Ao investir no experimento e na rasura dos lugares comuns, A voz humana articula temporalidades e frescor. A presença de Meredith Monk, Ella Fitzgerald, Laurie Anderson ou Montserrat Caballé, escolhas mais conhecidas para quem admira o canto e seus experimentos, não anulam grandes surpresas. Caetano Veloso interpretando Monk, Tetê Espíndola recitando Lewis Carrol em tradução de Augusto de Campos e arranjo de Arrigo Barnabé, versos de Mallarmé com melodias de Debussy ou ouvir as vozes de Jacques Prévert, Herberto Helder e William Burroughs em leituras de poemas já valem cada minuto necessário para embarcar nessa série.

O leque de músicas, cantos, falas, sussurros, silêncios e hibridações vocais que é possível ouvir através dos programas provoca alguns pontos de reflexão para audições de ouvidos mais curiosos.
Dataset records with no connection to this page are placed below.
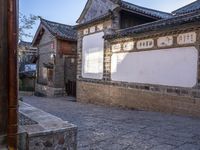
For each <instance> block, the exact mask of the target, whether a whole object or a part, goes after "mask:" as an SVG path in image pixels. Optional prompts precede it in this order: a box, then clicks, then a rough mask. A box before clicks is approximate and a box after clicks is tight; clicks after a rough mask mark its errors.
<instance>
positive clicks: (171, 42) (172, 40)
mask: <svg viewBox="0 0 200 150" xmlns="http://www.w3.org/2000/svg"><path fill="white" fill-rule="evenodd" d="M157 44H158V47H167V46H172V45H173V36H164V37H160V38H158V40H157Z"/></svg>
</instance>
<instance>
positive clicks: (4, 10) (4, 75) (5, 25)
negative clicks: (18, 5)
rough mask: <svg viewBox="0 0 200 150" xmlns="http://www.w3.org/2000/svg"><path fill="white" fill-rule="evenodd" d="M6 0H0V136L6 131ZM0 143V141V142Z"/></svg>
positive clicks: (6, 34) (6, 82)
mask: <svg viewBox="0 0 200 150" xmlns="http://www.w3.org/2000/svg"><path fill="white" fill-rule="evenodd" d="M7 42H8V41H7V1H6V0H0V136H1V137H3V136H4V135H5V134H6V131H7V114H8V111H7V106H8V105H7V104H8V47H7V45H8V44H7ZM0 144H2V143H0Z"/></svg>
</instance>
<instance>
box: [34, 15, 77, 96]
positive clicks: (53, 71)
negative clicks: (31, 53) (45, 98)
mask: <svg viewBox="0 0 200 150" xmlns="http://www.w3.org/2000/svg"><path fill="white" fill-rule="evenodd" d="M76 41H77V34H76V30H75V27H74V26H69V25H64V24H60V23H56V22H52V21H48V20H45V19H42V18H41V23H40V25H39V28H38V30H37V33H36V35H35V37H34V40H33V45H34V46H37V48H38V62H37V83H36V89H35V90H36V94H39V95H45V96H62V95H64V94H68V95H72V96H75V95H76V54H77V53H76V44H77V42H76Z"/></svg>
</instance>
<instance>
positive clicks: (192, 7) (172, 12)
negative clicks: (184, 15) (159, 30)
mask: <svg viewBox="0 0 200 150" xmlns="http://www.w3.org/2000/svg"><path fill="white" fill-rule="evenodd" d="M197 10H200V0H196V1H195V2H193V3H191V4H189V5H186V6H184V7H182V8H179V9H177V10H175V11H173V12H172V13H173V14H176V15H181V14H186V13H190V12H193V11H197Z"/></svg>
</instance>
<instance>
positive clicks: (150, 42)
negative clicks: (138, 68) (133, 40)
mask: <svg viewBox="0 0 200 150" xmlns="http://www.w3.org/2000/svg"><path fill="white" fill-rule="evenodd" d="M153 47H154V40H153V39H147V40H140V41H138V42H137V49H148V48H153Z"/></svg>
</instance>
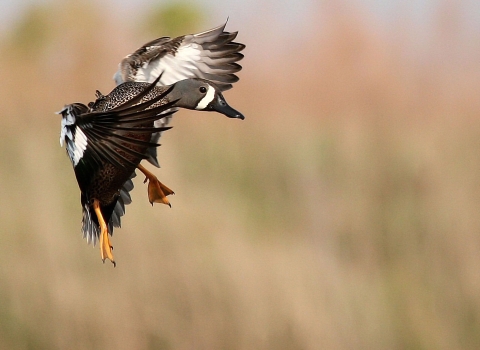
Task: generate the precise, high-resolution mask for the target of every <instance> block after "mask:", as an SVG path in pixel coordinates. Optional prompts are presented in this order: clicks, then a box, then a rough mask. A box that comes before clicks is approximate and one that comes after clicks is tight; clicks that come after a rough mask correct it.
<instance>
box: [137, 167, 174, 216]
mask: <svg viewBox="0 0 480 350" xmlns="http://www.w3.org/2000/svg"><path fill="white" fill-rule="evenodd" d="M138 170H140V171H141V172H142V173H143V174H144V175H145V181H143V183H145V182H147V181H148V200H149V202H150V204H151V205H153V203H163V204H166V205H168V206H169V207H171V206H172V205H171V204H170V202H169V201H168V199H167V196H168V195H171V194H174V192H173V191H172V190H171V189H169V188H168V187H167V186H165V185H164V184H162V183H161V182H160V181H158V179H157V177H156V176H155V175H154V174H152V173H151V172H150V171H148V170H147V169H145V167H144V166H143V165H141V164H138Z"/></svg>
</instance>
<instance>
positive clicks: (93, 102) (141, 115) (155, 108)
mask: <svg viewBox="0 0 480 350" xmlns="http://www.w3.org/2000/svg"><path fill="white" fill-rule="evenodd" d="M224 27H225V25H223V26H220V27H217V28H214V29H211V30H209V31H206V32H203V33H199V34H193V35H186V36H181V37H178V38H174V39H171V38H166V37H163V38H160V39H156V40H154V41H151V42H150V43H148V44H146V45H144V46H142V47H141V48H140V49H138V50H137V51H135V52H134V53H133V54H131V55H128V56H127V57H125V58H124V59H123V60H122V62H121V63H120V68H119V70H118V71H117V73H116V74H115V76H114V78H115V81H116V83H117V87H116V88H115V89H114V90H112V92H110V93H109V94H108V95H103V94H101V93H100V92H98V91H97V99H96V101H95V102H91V103H89V104H88V106H86V105H84V104H81V103H74V104H70V105H67V106H65V107H64V108H63V109H62V110H61V111H60V112H59V114H61V115H62V128H61V136H60V143H61V145H63V143H65V144H66V149H67V154H68V156H69V158H70V160H71V162H72V165H73V168H74V171H75V176H76V178H77V182H78V185H79V187H80V191H81V204H82V209H83V220H82V232H83V235H84V237H85V238H86V239H87V241H88V242H93V244H95V243H96V241H97V240H98V241H99V245H100V252H101V257H102V260H103V261H105V259H109V260H111V261H112V262H113V263H114V265H115V262H114V259H113V254H112V246H111V244H110V238H109V235H112V233H113V228H114V227H120V217H121V216H123V215H124V214H125V205H126V204H130V203H131V198H130V194H129V192H130V191H131V190H132V189H133V183H132V181H131V179H132V178H133V177H135V170H136V169H139V170H140V171H141V172H142V173H144V175H145V176H146V179H145V181H144V182H146V181H148V182H149V183H148V197H149V201H150V203H152V204H153V203H164V204H168V205H170V203H169V201H168V199H167V198H166V196H168V195H170V194H172V193H173V191H172V190H170V189H169V188H168V187H167V186H165V185H163V184H162V183H161V182H160V181H158V179H157V178H156V176H155V175H153V174H152V173H151V172H149V171H148V170H147V169H146V168H145V167H143V166H142V165H141V164H140V162H141V160H142V159H147V160H148V161H149V162H151V163H152V164H154V165H156V166H157V167H158V166H159V165H158V161H157V154H156V147H157V146H158V140H159V138H160V136H161V133H162V132H163V131H165V130H168V129H169V127H167V124H168V123H169V121H170V119H171V116H172V115H173V114H174V113H175V112H176V111H177V109H178V108H187V109H194V110H200V111H216V112H219V113H222V114H224V115H226V116H228V117H230V118H238V119H244V117H243V115H242V114H241V113H239V112H238V111H236V110H234V109H233V108H231V107H230V106H229V105H228V104H227V102H226V101H225V99H224V97H223V95H222V91H225V90H227V89H229V88H231V87H232V85H231V84H232V83H234V82H236V81H238V77H237V76H236V75H235V74H234V73H236V72H238V71H239V70H240V69H241V66H240V65H238V64H237V63H235V62H237V61H239V60H240V59H242V58H243V55H242V54H241V53H240V51H241V50H243V48H244V47H245V46H244V45H243V44H238V43H234V42H233V40H234V38H235V37H236V35H237V33H228V32H225V31H224Z"/></svg>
Percebe-se que a voz humana, além de instrumento, é pura potencia inventiva. São cantos que, muitas vezes, empurram seus limites. Podemos ouvir artistas que subvertem expectativas e aprofundam técnicas em níveis pouco explorados em performances precisas. Às vezes temos longas peças cujo uso da voz em seu estado inventivo torna-se um contraditório exercício de força e delicadeza.

Outro ponto importante para se ressaltar é a lembrança do lugar já consagrado de um artista como Vinícius de Moraes, exímio criador da palavra em suas múltiplas frentes de ação. Em programas diferentes, temos sua fala de poeta, seu poema musicado pelo piano de Tom Jobim e seu canto de compositor. Em uma gravação caseira do “Soneto de separação”, um trunfo imbatível do programa, Vinícius lê o poema e, logo em seguida, Tom o canta com uma melodia perfeita. Essa dupla fruição de um mesmo objeto literário-sonoro (o poema falado e cantado) sintetiza toda a íntima história entre a poesia e a canção popular brasileira.

Há uma peça, porém, que sintetiza a qualidade e apuro de repertório de A voz humana: é a leitura de “Três coisas”, um texto recitado primeiramente só pela voz de seu autor Mário Lago para, logo em sequência, ser musicado por Hermeto Pascoal. Mas não se trata de sobrepor posteriormente uma melodia ao texto, como faz brilhantemente Jobim com o poema de Vinícius. Hermeto, como um ourives sonoro, retira da leitura de Lago sua própria musicalidade. Notas, ritmos e acentos já estão encravados na voz, disponível para ouvidos absolutos como os de Hermeto, ou para ouvidos atentos e sensíveis como os de Eucanaã Ferraz. A Voz Humana é uma série para ouvirmos com uma espécie de atenção disponível, divagando sobre a força da voz na sua invenção sonora que devora mundos.